Mind The Gap

This paper provides a brief introduction to neural networks and the task of face recognition with ANNs. It’s based on “Machine Learning”, written by Tom M. Mitchell and some resources of the World Wide Web.

See chapter “References” for more informations.

The aim of this paper is not to give a detailed introduction to neural networks, because there are many good books and online resources doing a great job in this. Just use Google do find some resources.

After a very brief introduction to gradient descent, backpropagation and neural networks I will show, how to design a neural network to recognize faces. The data set (the images) can be found here: http://www.cs.cmu.edu/afs/cs.cmu.edu/user/mitchell/ftp/faces.html, the source
code here: http://code.google.com/p/mindthegap/

1. Backpropagation and Gradient Descent
In the paper „Introduction“ we have developed a learner to learn the task of playing Tic Tac Toe.We have used a linear combination of weights and features to represent the learning task and have used the LMS update rule to adjust the weights. With the LMS update rule we have minimized the error between the output and the target output. The LMS update rule is a stochastic gradient descent. This linear representation of a learning task is just suitable for problems, which are linear separable. In many cases this is not possible, so different (more complex) represenations have to be found. One represenation are neural networks. Depending
on the structure of the network (number of different layers), neural networks can represent very complex nonlinear hypothesis spaces. But beside some differences our simple Tic Tac Toe learner shares some basic concepts with neural networks: the basis of both are features and weights.

Backpropagation is a (supervised) learning algorithm for feed-forward networks. As many other algorithm it uses gradient descent to find weights which minimize the error. Gradient descent involves computing the error gradient and adjusting the weights in the direction of the gradient.

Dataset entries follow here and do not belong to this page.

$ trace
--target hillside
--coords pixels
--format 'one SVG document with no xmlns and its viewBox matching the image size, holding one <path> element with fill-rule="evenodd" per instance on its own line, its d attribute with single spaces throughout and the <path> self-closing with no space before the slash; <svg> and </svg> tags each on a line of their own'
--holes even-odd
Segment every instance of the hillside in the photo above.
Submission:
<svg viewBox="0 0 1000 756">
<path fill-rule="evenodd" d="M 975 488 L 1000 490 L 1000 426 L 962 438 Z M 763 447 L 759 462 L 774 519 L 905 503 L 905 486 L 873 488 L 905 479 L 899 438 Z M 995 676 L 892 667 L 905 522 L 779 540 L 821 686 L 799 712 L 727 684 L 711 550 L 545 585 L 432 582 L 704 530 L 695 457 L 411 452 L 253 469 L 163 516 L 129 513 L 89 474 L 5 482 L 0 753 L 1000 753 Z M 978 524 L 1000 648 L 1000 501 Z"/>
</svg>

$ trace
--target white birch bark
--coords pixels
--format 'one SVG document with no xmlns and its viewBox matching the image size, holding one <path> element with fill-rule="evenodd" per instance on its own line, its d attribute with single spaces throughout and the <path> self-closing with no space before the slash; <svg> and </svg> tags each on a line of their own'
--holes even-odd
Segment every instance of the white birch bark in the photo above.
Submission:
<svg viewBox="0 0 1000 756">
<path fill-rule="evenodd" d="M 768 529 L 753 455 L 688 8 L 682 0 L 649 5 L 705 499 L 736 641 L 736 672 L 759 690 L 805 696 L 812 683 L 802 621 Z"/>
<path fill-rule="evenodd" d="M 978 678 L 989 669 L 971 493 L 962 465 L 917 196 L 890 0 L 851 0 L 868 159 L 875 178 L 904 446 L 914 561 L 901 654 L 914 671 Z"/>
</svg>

I´ve implemented some simple neural networks to learn some simple tasks. The source code is here [2] available. There are neural networks which learn simple identity functions, simple inverse functions etc. There is also a delta rule implementation, which can be used to compare different types and parameters of the gradient descent.
You can compare
• plain gradient descent
• stochastic gradient descent (approximation)
• different learning rates and
• decay learning rates
For an overview about neural networks see [3].

2. Designing the ANN
Beside the implementation of the backpropagation algorithm our neural network to learn face recognition needs some important design decisions. First we have to design the overall structure of the network. We decide to use two sigmoid layers (one hidden layer and one output layer) consisting of some (currently) unknown number of units. Second we have to consider, which features our network should learn. The images are a 32x30 grid of pixels. Each pixel has an integer value from 0 to 255 representing color values. An obvious solution for our problem domain is to use 960 input units representing the pixel values. Third we have to decide, how
many hidden units we want to use. As suggest in [1] we use 20 units (but we can easily change this and experiment with more or less units). Fourth we have to design the output layer. F.ex. we can use only one output unit to represent the final classification. But we choose again an obvious solution: for every person there should be one output unit (because we expect that the network can learn this output encoding easier). The last decision comprises the target encoding. The target encoding determines the error between current output of the network and the desired output. Because we have one output unit for every person, our target encoding for e.g. the first person (of seven) looks like this: 0.9, 0.1, 0.1, 0.1, 0.1, 0.1, 0.1. So high values
stand for the target classification.

The final structure looks like this:

3 The Implemenation
The implemenatin of the network is straightforward. The class Unit represents a single sidmoid unit. It has methods for calculating the current error of the unit and for adjusting the weights. ImageNeuralNetwork represents the whole network. It defines the structur of the network and has methods for propagating the different layers and for training and testing the network. TargetEncoding defines the above specified target encoding. XVal is a simple crossvalidation implementation. ImageReader reads each single character from the image files and stores them as integers in an array. And ImageLearnerNN puts the pieces together. It uses the crossvalidation implementation to train networks and looks for the ’best’ network. The accuracy
of the ’best’ network is calculated and this process is repeated ten times to get a mean result.

References
[1] Machine Learning, Mitchell, Tom M. (1997), ISBN 0-07-115467-1
[2] Source Code, http://code.google.com/p/mindthegap/
[3] Artificial Neural Network, http://en.wikipedia.org/wiki/Artificial_neural_network
[4] Backpropagation, http://en.wikipedia.org/wiki/Backpropagation
[5] Mitchell Textbook, http://www.cs.cmu.edu/afs/cs.cmu.edu/user/mitchell/ftp/faces.html

This is a brief introduction to Machine Learning. It’s based on “Machine Learning”, written by Tom M. Mitchell and some resources of the World Wide Web. See chapter “References” for more informations (I strongly recommend reading “Machine Learning”),
The source code can be found here: http://code.google.com/p/mindthegap/

I will characterize the nature of machine learning and provide a general overview of the concepts of machine learning tasks in a very practical manner.
Througout we will work on one concrete example and we will develop one possible solution for this given problem. After reading this the reader should have an imagination of machine learning problems and how to solve these.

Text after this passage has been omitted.